Dans ces pays, le capitalisme s'est suffisamment développé pour faire sentir d'une façon ou d'une autre ses effets sur le peuple, mais ce ne sont pas ses propres contradictions qui, en fin de compte, font éclater le système. La lutte de libération contre l'oppresseur étranger, la misère provoquée par des accidents extérieurs comme la guerre, qui a pour conséquence de faire peser encore plus l'oppression des classes privilégiées sur les exploités, les mouvements de libération destinés à renverser les régimes néocolonialistes, sont les facteurs qui déclenchent habituellement le mouvement révolutionnaire. L'action consciente fait le reste.

Dans ces pays, il n'y a pas encore eu une éducation complète orientée vers le travail social, et le phénomène d'appropriation ne permet pas de mettre les richesses à la portée de tous.

Du fait du sous-développement d'une part, et de l'habituelle fuite des capitaux vers les pays "civilisés" de l'autre, un changement rapide et sans sacrifices est impossible. Nous avons encore beaucoup de chemin à parcourir avant d'arriver à un niveau de développement économique suffisant, et la tentation de marcher sur des chemins battus, de recourir à l'intérêt matériel comme levier d'un développement économique accéléré est très grande.

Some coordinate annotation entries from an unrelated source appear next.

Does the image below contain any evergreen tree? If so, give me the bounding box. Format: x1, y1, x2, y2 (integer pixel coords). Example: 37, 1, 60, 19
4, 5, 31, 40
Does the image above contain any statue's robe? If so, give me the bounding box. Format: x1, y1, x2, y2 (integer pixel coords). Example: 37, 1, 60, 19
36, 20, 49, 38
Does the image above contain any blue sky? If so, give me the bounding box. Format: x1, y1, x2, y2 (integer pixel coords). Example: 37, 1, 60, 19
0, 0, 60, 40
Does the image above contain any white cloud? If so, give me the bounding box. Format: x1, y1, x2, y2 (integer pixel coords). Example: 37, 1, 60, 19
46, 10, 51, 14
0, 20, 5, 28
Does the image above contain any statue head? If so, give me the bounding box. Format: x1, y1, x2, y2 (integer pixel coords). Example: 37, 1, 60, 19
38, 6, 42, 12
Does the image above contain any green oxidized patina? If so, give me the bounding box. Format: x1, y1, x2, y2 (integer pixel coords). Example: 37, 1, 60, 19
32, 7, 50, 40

On court alors le risque que les arbres cachent la forêt: en poursuivant la chimère de réaliser le socialisme à l'aide des armes pourries léguées par le capitalisme (la marchandise prise comme unité économique, la rentabilité, l'intérêt matériel individuel comme stimulant, etc.) On risque d'aboutir à une impasse. Et de fait, on y aboutit après avoir parcouru une longue distance au cours de laquelle les chemins se sont souvent entrecroisés, ce qui fait qu'il est difficile de savoir à quel moment on s'est trompé de route. Pendant ce temps, la base économique adoptée fait son travail de sape dans le développement de la conscience Pour construire le communisme, il faut changer l'homme en même temps que la base économique.

D'où la grande importance de choisir correctement l'instrument de mobilisation des masses. Cet instrument doit être fondamentalement d'ordre éthique, sans oublier une correcte utilisation du stimulant matériel, surtout de nature sociale.

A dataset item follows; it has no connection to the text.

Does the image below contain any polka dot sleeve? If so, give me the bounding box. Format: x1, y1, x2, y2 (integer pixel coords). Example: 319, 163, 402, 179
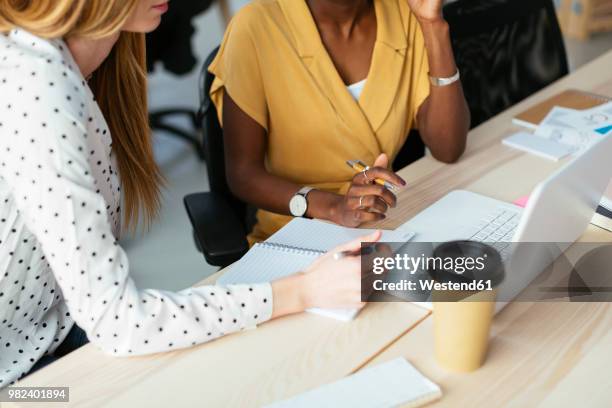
0, 64, 272, 355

Comme je l'ai déjà dit, dans les moments de péril extrême, il est facile de faire agir les stimulants moraux ; mais pour qu'ils se maintiennent en vigueur, il faut développer dans les consciences de nouvelles valeurs. La société, dans son ensemble, doit devenir une gigantesque école. Les grandes lignes de ce phénomène sont semblables à celles de la formation de la conscience capitaliste dans sa première période. Le capitalisme a recourt à la force, mais en plus il enseigne son idéologie de classe dominante. La propagande directe est faite par ceux qui sont chargés d'expliquer l'inéluctabilité d'un régime de classe, qu'il soit d'origine divine ou imposé par la nature de façon mécanique. Ceci désarme les masses qui se voient opprimées par un mal contre lequel il est impossible de lutter. Ensuite vient l'espoir et, en cela, le capitalisme se différencie des précédents régimes de castes qui ne laissaient aucune issus possibles. Pour certains, la formule de caste restera valable : la récompense pour ceux qui obéissent, c'est l'accès après la mort à d'autres mondes merveilleux où les bons sont récompensés et, ainsi, la vieille tradition continue. Chez d'autres, il y a une innovation : la division en classes reste fatale, mais les individus peuvent sortir de celle à laquelle ils appartiennent par le travail, l'initiative, etc. Cette auto- éducation en vue de la réussite est profondément hypocrite : on tente de prôner dans un but intéressé que ce mensonge, la réussite individuelle, est à la portée de tous. Pour nous, l'éducation directe a une importance beaucoup plus grande. L'explication est convaincante parce qu'elle est vraie ; elle n'a pas besoin de subterfuges. Elle s'exerce à travers l'appareil éducatif de l'Etat en fonction de la culture générale, technique et idéologique, au moyen d'organismes tels que le Ministère de l'Education et l'appareil de propagande du Parti. L'Education s'implante dans les masses et la nouvelle attitude préconisée tend à devenir une habitude ; la masse la fait sienne et elle fait pression sur ceux qui ne sont pas encore éduqués. Telle est la façon indirecte d'éduquer les masses, aussi puissante que l'autre.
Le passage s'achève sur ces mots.